Each Film-Coated Tablet Contains:

Fexofenadine Hydrochloride USP    120mg

 

Composition:

Each Film-Coated Tablet Contains:

Fexofenadine Hydrochloride USP    180mg

 

DESCRIPTION

Faxoday 120: Blue colored, film coated caplets plain on both sides.

Faxoday  180: Orange colored, film coated caplets plain on both sides.

 

ACTION AND PHARMACOLOGY

Fexofenadine hydrochloride, the major active metabolite of terfenadine, is an antihistamine with selective H1-receptor antagonist activity.

Pharmacology:  Fexofenadine hydrochloride blocks action of histamine and displaces histamine from the H1 receptor. Antihistamines bind to H1 receptors and prevents histamine from eliciting allergic reactions.

 

PHARMACOKINETICS

Fexofenadine hydrochloride is rapidly absorbed into the body following oral administration, with Tmax occurring at approximately 1-3 hours post dose. Fexofenadine is 60-70% plasma protein bound.

Fexofenadine undergoes negligible metabolism (hepatic or non-hepatic), as it was the only major compound indentified in urine and faeces of animals and men. The plasma concentration profiles of fexofenadine follow a bi-exponential decline with a terminal elimination half-life ranging from 11 to 15 hours after multiple dosing.

The major route of elimination is believed to be via biliary excretion while up to 10% of ingested dose is excreted unchanged through the urine.

 

INDICATIONS

Relief of symptoms associated with chronic idiopathic urticaria.

 

DOSAGE

Adults

The recommended dose of fexofenadine hydrochloride for adults is 120 mg/180mg once daily taken before a meal.

The recommended dose of fexofenadine hydrochloride for children aged 12 years and over is 120mg/180mg one daily taken before a meal.

The efficacy and safety of fexofenadine hydrochloride has not been studied in children under 12.

 

CONTRAINDICATIONS:

Hypersensitivity to the active substance or excipients present in this formulation.

 

PRECAUTIONS

As with most new medicinal products there is only limited data in the elderly and renally or hepatically impaired patients. Fexofenadine hydrochloride should be administered with care in these special groups.

Patients with a history of or ongoing cardiovascular disease should be warned that, antihistamines as a medicine class have been associated with the adverse reactions, tachycardia and palpitations.

 

INTERACTIONS

Coad ministration of fexofenadine hydrochloride with erythromycin or ketoconazole has been found to result in a 2-3 times increase in the level of fexofenadine in plasma.

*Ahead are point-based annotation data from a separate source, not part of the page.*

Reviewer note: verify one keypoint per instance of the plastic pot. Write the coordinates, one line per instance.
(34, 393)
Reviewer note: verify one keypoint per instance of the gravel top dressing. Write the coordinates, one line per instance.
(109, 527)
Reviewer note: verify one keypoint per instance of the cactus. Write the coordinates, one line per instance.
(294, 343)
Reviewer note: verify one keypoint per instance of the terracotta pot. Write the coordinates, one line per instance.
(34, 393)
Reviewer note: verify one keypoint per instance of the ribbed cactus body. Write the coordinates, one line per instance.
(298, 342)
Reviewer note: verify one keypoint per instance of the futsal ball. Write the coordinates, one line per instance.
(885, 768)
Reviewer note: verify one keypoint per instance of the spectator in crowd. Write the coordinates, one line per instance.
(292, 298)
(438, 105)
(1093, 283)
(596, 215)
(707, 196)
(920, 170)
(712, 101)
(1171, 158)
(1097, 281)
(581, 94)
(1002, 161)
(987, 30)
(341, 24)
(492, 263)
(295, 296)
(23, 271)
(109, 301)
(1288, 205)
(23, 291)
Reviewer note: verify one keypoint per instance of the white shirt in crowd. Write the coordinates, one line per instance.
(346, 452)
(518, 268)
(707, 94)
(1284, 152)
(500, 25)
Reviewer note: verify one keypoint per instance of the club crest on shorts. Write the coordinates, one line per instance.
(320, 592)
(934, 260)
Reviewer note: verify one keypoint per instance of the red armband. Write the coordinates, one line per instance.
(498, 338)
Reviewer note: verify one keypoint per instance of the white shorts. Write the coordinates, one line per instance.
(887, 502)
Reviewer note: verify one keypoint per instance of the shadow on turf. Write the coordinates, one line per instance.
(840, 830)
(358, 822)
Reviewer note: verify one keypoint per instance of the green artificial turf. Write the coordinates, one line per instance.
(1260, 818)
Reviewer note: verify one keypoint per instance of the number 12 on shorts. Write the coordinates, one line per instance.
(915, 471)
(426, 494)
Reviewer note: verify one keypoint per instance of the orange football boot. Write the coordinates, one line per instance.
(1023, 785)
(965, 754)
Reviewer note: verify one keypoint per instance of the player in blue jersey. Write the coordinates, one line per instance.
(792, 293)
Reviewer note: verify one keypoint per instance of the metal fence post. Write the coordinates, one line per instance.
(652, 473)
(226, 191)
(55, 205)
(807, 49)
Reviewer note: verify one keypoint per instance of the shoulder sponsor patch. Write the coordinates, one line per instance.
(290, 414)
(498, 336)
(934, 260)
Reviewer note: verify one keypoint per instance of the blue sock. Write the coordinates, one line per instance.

The administration of antacid containing aluminium and magnesium hydroxide gels 15 minutes prior to fexofenadine hydrochloride caused a reduction in bioavailability, most likely due to binding in the gastrointestinal tract.

 

TERATOGENICITY/ EFFECTS IN PREGNANCY

Fexofenadine hydrochloride was found to be non- teratogenic in various in vitro and in vivo tests.

 

Pregnancy

Fexofenadine hydrochloride should not be used during pregnancy unless clearly necessary.

 

Breastfeeding

Fexofenadine hydrochloride is not recommended during Breast feeding

 

ADVERSE REACTIONS

Adverse reactions may include vomiting, headache, cough, diarrhea, dizziness, stomach discomfort, Dysmenorrhea

 

OVERDOSAGE

Dizziness, drowsiness, fatigue and dry mouth have been reported with overdose of fexofenadine hydrochloride.

 

PRESENTATION

Faxoday 120/180: Alu- Alu Blister of 1×10 Tablets/3×10 Tablets

STORAGE

Store below 30° C. Protect from light and moisture.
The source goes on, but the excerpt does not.